Why is Retiring with a Mortgage a Growing Concern?

The demographic of homebuyers is shifting. The National Association of REALTORS® reports the median age of a repeat buyer is now 58. This means a significant number of homeowners will be carrying a 30-year mortgage well into their 80s. Baby boomers, who hold nearly half of the nation's real estate wealth, are both the largest group of buyers and sellers, highlighting the financial pressures they face.

While Social Security provides a foundation, it is often insufficient for homeowners. An analysis comparing median Social Security benefits with living costs found that these benefits are enough to cover expenses in only 10 states. This is calculated based on claiming at your Full Retirement Age (FRA), which is 67 for those born in 1960 or later. Retiring earlier, say at 63, reduces your monthly benefit, widening the financial gap.

How Much Money Do You Need to Retire and Keep Your Home?

The key is to calculate your specific retirement needs realistically. Financial advisors often reference the 4% rule, a guideline suggesting you can withdraw 4% of your retirement savings annually without depleting your nest egg too quickly.

To use this rule, first estimate your annual retirement expenses. This must include:

  • Mortgage payments (if not paid off)
  • Property taxes
  • Homeowners insurance
  • Utilities and maintenance
  • Healthcare, food, and transportation
  • Discretionary spending (e.g., travel)

For example, if your total annual expenses are $65,000, you would divide this by 4% (0.04).

  • $65,000 / 0.04 = $1,625,000

This calculation suggests you would need a nest egg of approximately $1.625 million to sustain your lifestyle, including homeownership costs, throughout retirement.

What Practical Steps Can You Take Now?

To bridge the gap between your savings and your goals, consider these actionable strategies:

  1. Review Your Mortgage Payoff Timeline: Contact your lender to understand your exact payoff date. If you plan to retire before your mortgage is paid off, factor those monthly payments into your retirement budget. Exploring options to refinance to a shorter-term loan earlier in your career can be beneficial.

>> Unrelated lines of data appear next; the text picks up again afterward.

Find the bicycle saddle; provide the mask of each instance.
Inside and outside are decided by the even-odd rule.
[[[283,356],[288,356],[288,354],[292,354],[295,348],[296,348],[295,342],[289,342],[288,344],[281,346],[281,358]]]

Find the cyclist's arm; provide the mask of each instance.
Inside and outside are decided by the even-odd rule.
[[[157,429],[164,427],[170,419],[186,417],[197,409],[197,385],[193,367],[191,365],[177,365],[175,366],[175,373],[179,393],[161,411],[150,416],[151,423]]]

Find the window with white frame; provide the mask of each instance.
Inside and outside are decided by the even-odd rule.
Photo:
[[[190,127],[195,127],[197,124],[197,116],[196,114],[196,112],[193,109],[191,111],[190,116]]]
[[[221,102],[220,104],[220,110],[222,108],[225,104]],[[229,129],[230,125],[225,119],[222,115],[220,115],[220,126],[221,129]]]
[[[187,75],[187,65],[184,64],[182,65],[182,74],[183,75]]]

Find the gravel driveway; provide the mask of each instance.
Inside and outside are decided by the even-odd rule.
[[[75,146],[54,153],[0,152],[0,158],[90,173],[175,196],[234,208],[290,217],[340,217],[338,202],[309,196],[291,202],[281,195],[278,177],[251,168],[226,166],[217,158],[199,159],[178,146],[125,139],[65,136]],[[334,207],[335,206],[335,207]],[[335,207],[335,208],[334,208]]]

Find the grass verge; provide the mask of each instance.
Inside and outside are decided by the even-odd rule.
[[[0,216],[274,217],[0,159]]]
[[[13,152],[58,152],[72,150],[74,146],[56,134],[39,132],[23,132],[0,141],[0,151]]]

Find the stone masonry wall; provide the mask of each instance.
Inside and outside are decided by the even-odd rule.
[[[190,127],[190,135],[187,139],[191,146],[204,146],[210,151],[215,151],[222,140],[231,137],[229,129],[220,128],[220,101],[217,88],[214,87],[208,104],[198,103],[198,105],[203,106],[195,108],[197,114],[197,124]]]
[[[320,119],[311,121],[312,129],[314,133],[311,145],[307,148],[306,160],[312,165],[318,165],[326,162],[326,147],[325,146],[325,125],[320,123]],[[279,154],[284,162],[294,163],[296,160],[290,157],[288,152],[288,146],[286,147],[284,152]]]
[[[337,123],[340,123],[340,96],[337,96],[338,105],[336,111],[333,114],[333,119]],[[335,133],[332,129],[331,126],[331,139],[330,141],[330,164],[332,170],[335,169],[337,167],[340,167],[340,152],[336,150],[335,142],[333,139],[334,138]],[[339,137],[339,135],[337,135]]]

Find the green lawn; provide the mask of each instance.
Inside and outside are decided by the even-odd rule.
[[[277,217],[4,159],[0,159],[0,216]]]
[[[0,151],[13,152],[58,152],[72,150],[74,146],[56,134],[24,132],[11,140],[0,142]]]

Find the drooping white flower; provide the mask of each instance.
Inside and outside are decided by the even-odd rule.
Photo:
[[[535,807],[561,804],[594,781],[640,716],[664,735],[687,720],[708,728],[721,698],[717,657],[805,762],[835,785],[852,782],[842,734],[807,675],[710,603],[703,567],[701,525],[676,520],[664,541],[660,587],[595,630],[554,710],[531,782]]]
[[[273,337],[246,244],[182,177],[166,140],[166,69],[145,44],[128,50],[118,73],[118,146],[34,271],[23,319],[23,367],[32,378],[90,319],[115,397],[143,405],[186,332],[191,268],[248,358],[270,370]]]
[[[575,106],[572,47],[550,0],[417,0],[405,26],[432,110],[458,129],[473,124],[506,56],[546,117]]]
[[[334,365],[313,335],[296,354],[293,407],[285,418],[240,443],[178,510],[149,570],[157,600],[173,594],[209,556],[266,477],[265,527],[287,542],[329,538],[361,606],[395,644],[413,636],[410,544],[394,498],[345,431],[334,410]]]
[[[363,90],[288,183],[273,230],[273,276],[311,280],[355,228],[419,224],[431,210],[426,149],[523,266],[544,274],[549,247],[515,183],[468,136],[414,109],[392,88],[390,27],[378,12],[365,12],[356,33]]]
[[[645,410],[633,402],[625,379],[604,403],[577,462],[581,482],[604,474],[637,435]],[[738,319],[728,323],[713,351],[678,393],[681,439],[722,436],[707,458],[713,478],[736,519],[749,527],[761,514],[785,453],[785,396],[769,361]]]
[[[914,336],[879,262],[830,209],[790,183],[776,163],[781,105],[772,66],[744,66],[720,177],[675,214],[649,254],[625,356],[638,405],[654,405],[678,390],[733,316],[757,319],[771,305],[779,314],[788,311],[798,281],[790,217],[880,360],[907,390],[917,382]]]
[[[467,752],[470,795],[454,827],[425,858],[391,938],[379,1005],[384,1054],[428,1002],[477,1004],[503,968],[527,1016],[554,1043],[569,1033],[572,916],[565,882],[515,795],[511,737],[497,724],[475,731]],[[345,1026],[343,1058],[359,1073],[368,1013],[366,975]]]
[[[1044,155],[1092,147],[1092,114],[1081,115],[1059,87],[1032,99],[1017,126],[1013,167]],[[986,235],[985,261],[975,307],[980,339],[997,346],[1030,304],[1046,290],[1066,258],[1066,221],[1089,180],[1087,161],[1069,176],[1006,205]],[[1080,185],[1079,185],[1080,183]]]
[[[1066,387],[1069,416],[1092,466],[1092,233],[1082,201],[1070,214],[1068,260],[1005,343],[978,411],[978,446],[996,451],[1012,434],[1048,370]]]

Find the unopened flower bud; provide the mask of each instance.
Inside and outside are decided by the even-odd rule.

  2. Plan for a Long Retirement: With life expectancy around 78, plan for a retirement that could last 25-30 years. Use a retirement calculator to model different scenarios, especially the impact of claiming Social Security before your FRA. Retiring at 63 instead of 67 can reduce your monthly benefit by roughly 30%.

  3. Invest to Outpace Inflation: Simply saving is not enough. Based on our experience assessment, you will likely need a portfolio that earns at least 4% annually to keep pace with inflation. Discuss with a financial planner how to maintain a growth-oriented investment strategy that aligns with your retirement timeline.

The most critical step is to begin strategic savings as early as possible. By realistically assessing your future housing costs and creating a diversified financial plan, you can increase your chances of retiring on your own terms and in the home you love.